Bayesianism

Overview


Bayesianism is an approach to statistics and machine learning that uses Bayes Rule to help estimate unknown model parameters.

In standard (frequentist) statistics, model parameters are generally fixed, even if unknown. In a Bayes model, model parameters ({% \vec{\theta} %}) are themselves random variables.

Given a sampled dataset D, Bayes rule implies
{% \mathbb{P}(\vec{\theta}|D) = \frac{\mathbb{P} (D|\vec{\theta}) \mathbb{P}(\vec{\theta})}{\sum_{i=1}^n \mathbb{P}(D|\vec{\theta}_i) \mathbb{P}(\vec{\theta}_i)} %}
That is, if it is known how the probability of the given sampled dataset {% D %} relates to a set of given parameters {% \vec{\theta}_i %}, and it is known the prior probability {% \mathbb{P}(\vec{\theta}_i) %}, then the probability of any given set of parameters is known.

Example


In a standard OLS regression, the data is assumed to follow the equation
{% y_i = \alpha + \sum_{i=1}^n \beta_i x_i + \epsilon %}
In this model, the parameters {% \beta_i %} are assumed to be fixed, and the regression is undertaken to estimate the most likely values of those parameters.

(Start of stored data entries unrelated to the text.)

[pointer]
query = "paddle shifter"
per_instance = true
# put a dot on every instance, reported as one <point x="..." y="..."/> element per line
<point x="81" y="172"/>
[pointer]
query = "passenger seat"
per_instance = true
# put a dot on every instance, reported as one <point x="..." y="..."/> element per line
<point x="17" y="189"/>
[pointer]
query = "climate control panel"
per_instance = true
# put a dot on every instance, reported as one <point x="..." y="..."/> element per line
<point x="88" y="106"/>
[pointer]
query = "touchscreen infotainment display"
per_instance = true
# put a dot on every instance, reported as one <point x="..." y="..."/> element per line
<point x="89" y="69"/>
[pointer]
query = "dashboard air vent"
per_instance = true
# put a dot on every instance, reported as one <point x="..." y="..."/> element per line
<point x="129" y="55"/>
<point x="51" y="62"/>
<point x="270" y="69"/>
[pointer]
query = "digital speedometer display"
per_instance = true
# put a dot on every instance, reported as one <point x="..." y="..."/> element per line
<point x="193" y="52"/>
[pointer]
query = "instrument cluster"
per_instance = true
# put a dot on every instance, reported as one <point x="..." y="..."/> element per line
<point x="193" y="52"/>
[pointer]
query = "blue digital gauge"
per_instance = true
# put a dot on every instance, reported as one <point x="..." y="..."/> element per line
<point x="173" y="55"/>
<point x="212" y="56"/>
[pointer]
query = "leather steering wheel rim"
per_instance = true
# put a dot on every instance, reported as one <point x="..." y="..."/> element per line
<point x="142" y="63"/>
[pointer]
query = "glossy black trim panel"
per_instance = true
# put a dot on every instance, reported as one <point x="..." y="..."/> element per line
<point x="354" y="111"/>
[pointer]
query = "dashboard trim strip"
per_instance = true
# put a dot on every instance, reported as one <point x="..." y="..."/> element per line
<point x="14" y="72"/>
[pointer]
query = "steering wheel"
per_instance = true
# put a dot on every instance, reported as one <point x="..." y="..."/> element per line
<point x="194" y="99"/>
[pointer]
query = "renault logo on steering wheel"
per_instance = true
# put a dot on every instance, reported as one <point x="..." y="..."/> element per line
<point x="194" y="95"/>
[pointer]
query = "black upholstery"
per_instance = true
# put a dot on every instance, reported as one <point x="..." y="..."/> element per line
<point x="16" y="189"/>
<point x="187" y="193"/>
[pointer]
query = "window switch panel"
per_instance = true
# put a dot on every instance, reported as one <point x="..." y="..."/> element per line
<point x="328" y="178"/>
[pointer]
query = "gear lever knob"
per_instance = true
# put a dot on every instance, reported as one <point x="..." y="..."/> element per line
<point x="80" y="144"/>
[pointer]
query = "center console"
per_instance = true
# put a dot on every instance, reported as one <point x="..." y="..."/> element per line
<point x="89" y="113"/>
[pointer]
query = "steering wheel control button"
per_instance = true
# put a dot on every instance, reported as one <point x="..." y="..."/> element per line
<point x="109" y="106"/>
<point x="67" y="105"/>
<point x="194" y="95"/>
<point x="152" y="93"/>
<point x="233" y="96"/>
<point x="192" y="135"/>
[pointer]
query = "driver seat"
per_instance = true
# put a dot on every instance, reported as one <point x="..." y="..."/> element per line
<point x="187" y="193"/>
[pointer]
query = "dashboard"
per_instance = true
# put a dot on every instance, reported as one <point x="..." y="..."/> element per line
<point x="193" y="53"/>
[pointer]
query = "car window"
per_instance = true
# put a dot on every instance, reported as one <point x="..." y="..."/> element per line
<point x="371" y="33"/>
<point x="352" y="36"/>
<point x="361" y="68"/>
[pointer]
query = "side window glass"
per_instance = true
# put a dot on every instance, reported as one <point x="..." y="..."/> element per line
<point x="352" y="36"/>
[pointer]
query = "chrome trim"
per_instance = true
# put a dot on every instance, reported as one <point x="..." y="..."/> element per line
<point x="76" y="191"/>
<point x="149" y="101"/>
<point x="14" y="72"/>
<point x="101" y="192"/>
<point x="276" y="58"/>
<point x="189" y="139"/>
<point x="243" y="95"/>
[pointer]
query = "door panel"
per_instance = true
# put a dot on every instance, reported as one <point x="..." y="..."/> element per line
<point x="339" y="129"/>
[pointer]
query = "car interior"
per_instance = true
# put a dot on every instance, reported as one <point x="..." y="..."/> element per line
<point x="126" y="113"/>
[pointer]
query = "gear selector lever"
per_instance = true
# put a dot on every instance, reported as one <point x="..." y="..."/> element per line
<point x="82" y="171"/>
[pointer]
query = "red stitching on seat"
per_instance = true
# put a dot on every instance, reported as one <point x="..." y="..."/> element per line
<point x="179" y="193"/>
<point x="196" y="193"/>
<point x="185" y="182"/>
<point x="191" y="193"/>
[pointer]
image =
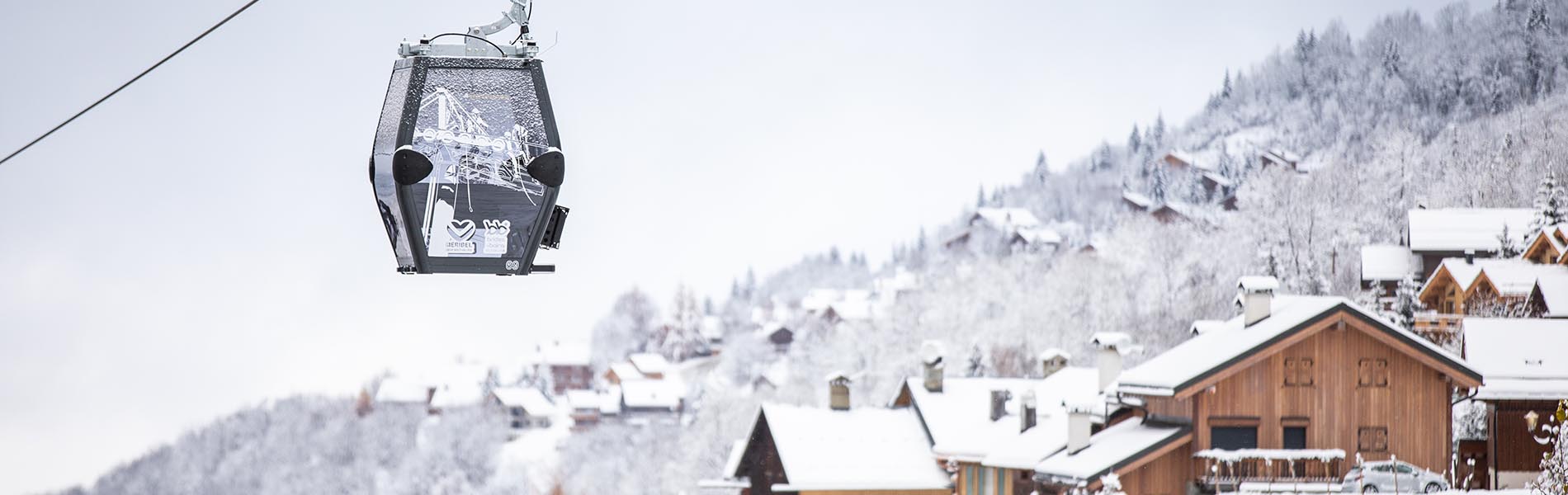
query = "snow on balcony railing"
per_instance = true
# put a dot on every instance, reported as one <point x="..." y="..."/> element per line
<point x="1272" y="455"/>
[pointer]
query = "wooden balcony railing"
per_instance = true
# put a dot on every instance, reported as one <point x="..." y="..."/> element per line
<point x="1231" y="469"/>
<point x="1438" y="328"/>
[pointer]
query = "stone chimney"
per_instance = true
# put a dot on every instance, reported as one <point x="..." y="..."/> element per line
<point x="1081" y="418"/>
<point x="1026" y="411"/>
<point x="1256" y="295"/>
<point x="838" y="392"/>
<point x="999" y="403"/>
<point x="1108" y="357"/>
<point x="932" y="361"/>
<point x="1052" y="361"/>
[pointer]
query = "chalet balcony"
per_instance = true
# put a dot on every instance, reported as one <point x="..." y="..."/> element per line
<point x="1438" y="328"/>
<point x="1269" y="470"/>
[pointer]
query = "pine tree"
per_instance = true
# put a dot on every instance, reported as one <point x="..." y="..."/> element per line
<point x="1507" y="247"/>
<point x="1554" y="463"/>
<point x="1551" y="204"/>
<point x="1041" y="168"/>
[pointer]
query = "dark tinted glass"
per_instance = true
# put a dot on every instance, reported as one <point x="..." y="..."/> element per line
<point x="1235" y="437"/>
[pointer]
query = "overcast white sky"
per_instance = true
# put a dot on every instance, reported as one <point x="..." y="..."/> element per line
<point x="207" y="238"/>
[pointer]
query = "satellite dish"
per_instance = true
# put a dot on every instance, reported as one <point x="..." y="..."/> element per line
<point x="409" y="167"/>
<point x="549" y="168"/>
<point x="466" y="162"/>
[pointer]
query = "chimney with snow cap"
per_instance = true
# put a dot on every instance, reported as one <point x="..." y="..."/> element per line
<point x="1026" y="411"/>
<point x="999" y="403"/>
<point x="1256" y="295"/>
<point x="838" y="390"/>
<point x="932" y="361"/>
<point x="1108" y="359"/>
<point x="1052" y="361"/>
<point x="1081" y="418"/>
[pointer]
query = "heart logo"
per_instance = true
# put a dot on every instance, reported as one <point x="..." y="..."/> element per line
<point x="461" y="229"/>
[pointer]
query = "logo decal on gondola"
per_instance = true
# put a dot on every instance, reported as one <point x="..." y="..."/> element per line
<point x="496" y="233"/>
<point x="461" y="231"/>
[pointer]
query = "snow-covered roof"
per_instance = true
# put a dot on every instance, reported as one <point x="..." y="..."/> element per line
<point x="456" y="395"/>
<point x="625" y="370"/>
<point x="1554" y="294"/>
<point x="566" y="355"/>
<point x="1040" y="235"/>
<point x="1219" y="179"/>
<point x="653" y="394"/>
<point x="852" y="450"/>
<point x="402" y="390"/>
<point x="1203" y="326"/>
<point x="1258" y="284"/>
<point x="1212" y="351"/>
<point x="1137" y="200"/>
<point x="1521" y="359"/>
<point x="1463" y="229"/>
<point x="1385" y="262"/>
<point x="648" y="364"/>
<point x="1005" y="218"/>
<point x="958" y="417"/>
<point x="1111" y="340"/>
<point x="1517" y="278"/>
<point x="1108" y="450"/>
<point x="531" y="400"/>
<point x="585" y="400"/>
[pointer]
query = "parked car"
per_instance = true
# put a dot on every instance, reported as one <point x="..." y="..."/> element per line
<point x="1393" y="477"/>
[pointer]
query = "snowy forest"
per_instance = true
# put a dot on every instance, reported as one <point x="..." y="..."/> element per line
<point x="1454" y="110"/>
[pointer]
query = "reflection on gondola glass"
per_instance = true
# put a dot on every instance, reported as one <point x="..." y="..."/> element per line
<point x="479" y="202"/>
<point x="381" y="167"/>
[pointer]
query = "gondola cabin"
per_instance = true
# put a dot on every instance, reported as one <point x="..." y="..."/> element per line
<point x="466" y="163"/>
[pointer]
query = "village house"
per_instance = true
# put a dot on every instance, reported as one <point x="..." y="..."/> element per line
<point x="1526" y="373"/>
<point x="994" y="430"/>
<point x="524" y="408"/>
<point x="569" y="367"/>
<point x="1004" y="231"/>
<point x="1383" y="266"/>
<point x="1282" y="158"/>
<point x="1294" y="389"/>
<point x="838" y="450"/>
<point x="1437" y="233"/>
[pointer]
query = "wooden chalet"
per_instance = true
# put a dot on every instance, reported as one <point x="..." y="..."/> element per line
<point x="1315" y="375"/>
<point x="836" y="450"/>
<point x="1437" y="233"/>
<point x="1524" y="376"/>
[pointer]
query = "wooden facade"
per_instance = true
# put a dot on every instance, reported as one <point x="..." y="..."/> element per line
<point x="1348" y="383"/>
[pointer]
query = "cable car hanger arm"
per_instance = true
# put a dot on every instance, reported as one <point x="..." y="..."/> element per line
<point x="475" y="45"/>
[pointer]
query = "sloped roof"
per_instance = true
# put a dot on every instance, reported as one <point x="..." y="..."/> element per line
<point x="852" y="450"/>
<point x="1007" y="218"/>
<point x="1216" y="350"/>
<point x="402" y="390"/>
<point x="1521" y="359"/>
<point x="958" y="418"/>
<point x="653" y="394"/>
<point x="1460" y="229"/>
<point x="1385" y="262"/>
<point x="531" y="400"/>
<point x="1109" y="450"/>
<point x="648" y="364"/>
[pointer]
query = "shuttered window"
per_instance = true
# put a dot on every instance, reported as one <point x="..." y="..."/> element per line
<point x="1299" y="371"/>
<point x="1372" y="373"/>
<point x="1372" y="439"/>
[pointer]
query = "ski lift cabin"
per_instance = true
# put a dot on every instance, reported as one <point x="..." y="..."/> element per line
<point x="466" y="163"/>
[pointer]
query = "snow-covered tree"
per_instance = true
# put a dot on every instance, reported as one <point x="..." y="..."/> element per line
<point x="1554" y="464"/>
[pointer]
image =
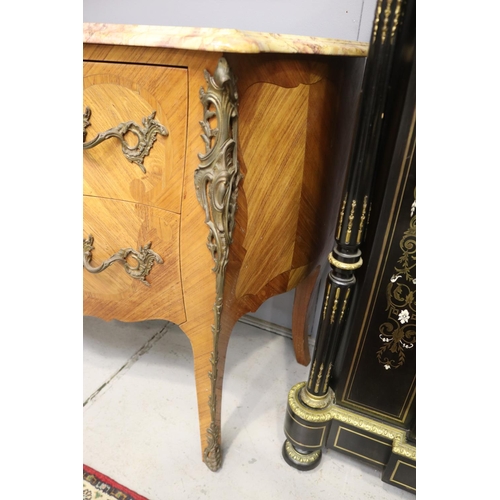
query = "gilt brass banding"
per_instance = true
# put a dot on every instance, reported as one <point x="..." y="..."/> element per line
<point x="317" y="401"/>
<point x="302" y="458"/>
<point x="344" y="265"/>
<point x="146" y="136"/>
<point x="305" y="412"/>
<point x="144" y="257"/>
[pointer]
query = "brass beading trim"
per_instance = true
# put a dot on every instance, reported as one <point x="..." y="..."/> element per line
<point x="343" y="265"/>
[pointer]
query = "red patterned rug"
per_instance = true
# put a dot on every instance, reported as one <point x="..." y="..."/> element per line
<point x="97" y="486"/>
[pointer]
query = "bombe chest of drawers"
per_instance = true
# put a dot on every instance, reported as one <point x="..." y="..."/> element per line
<point x="211" y="163"/>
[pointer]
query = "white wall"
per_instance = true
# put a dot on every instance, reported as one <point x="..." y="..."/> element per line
<point x="343" y="19"/>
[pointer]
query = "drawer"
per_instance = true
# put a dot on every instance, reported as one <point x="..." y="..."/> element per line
<point x="113" y="293"/>
<point x="120" y="93"/>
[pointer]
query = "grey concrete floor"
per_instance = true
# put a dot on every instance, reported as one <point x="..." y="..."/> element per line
<point x="141" y="423"/>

In a Bayesian interpretation, the {% \beta_i %} are assumed to be random variables themselves. The analyst will have a prior distribution that specifies the likelihood of various values of {% \beta_i %} based on the analysts assumptions or prior experience. The new dataset will help the analyst update here prior distribution to account for the likelihood of the observed dataset.